I don't care how long this query runs as long as it does not crash my db.
maybe we can use only one match query to do the same. Try this: call apoc.periodic.iterate('match (s:BudgetDetails)-[r:]-(a) where type(r) not BUDEGT_DETAILS_OF return s,a','detach delete s,a',{batches:1000}) yield total return total
Also, I think you can change the memory limits on the <where_the ne4j_is>/conf/neo4.conf
I believe the issue might lie with optional match (s)-[*]-(a) as the * operator goes out an indeterminate length of connections. This might be unintentionally walking the entire graph.
If you are are just trying to go out 1 hop from s to get a you should remove the *.
The '*' is intentional. As I wrote, I need to delete a tree of nodes where the 'BudgetDetails' is the top of. I know for a fact that all nodes under the 'BudgetDetails' do not connect outside their tree thus I know that I'm not walking the whole graph. Taking this out would mean that I will need to delete the nodes in the tree manually and this is not an option.
Thnx
This query is wrong. I'm looking for all the BudgetDetails that do not have the BUDGET_DETAILS_OF relation. This query simply disregards it and would bring back all BUDGET_DETAILS as they all have other connections.
Thanx
This has happens to me more than I like to admit -- I feel your pain. :)

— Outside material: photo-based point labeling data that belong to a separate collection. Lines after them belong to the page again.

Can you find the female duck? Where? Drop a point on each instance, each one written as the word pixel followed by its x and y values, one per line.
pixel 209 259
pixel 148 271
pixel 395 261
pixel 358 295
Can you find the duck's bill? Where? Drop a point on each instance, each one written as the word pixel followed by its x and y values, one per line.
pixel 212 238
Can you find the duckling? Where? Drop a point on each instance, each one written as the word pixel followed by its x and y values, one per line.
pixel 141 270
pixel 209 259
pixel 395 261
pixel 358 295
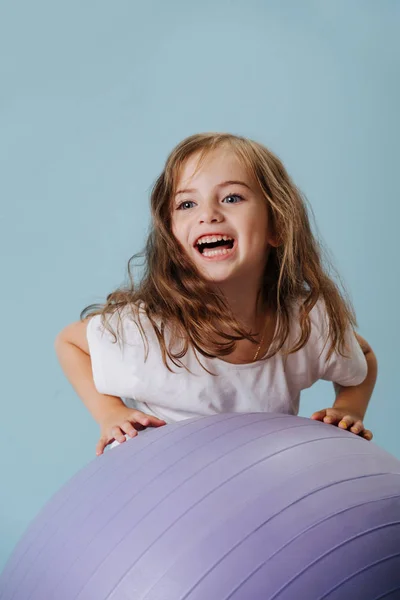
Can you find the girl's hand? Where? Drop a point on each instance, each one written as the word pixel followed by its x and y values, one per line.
pixel 123 420
pixel 343 419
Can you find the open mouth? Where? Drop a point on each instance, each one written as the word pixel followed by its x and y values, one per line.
pixel 215 245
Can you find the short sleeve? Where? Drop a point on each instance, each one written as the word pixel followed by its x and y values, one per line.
pixel 346 370
pixel 115 364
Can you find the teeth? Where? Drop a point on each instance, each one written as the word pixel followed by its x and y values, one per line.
pixel 215 252
pixel 210 239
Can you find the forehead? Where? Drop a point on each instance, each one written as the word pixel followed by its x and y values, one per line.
pixel 216 166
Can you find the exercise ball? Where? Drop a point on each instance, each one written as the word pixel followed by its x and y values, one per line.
pixel 233 506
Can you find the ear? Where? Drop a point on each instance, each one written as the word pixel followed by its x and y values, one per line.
pixel 274 240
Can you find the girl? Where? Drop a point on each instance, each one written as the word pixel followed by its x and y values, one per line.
pixel 235 311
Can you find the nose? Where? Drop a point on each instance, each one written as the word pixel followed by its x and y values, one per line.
pixel 211 213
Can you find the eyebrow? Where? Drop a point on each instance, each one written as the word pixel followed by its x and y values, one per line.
pixel 223 184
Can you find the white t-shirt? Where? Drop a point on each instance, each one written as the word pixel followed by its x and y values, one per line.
pixel 270 385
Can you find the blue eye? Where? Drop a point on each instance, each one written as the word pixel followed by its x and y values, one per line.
pixel 233 196
pixel 183 205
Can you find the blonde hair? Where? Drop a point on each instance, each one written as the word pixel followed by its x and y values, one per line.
pixel 174 295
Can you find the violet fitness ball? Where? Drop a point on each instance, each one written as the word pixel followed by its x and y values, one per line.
pixel 233 506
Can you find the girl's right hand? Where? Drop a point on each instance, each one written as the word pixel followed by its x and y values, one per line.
pixel 123 420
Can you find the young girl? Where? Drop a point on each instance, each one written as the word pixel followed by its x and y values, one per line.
pixel 235 312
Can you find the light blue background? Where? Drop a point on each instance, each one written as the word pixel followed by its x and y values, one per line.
pixel 94 95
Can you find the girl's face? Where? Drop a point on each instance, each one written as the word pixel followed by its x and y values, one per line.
pixel 220 218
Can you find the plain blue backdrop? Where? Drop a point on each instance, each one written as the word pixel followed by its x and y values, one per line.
pixel 94 95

I wish there was some reasonable way to design a test harness for cypher to catch this sort of thing. I don't even know what such a beast would look like -- I just know that in more usual development environments, my tests pick up nearly all mistakes like this.
Actually if I were to try this query without 'apoc', the query window shows a warning that it does not have the misspelled relationship in the db. So if this window was able to analyze 'apoc' queries it would have shown me the problem straight away.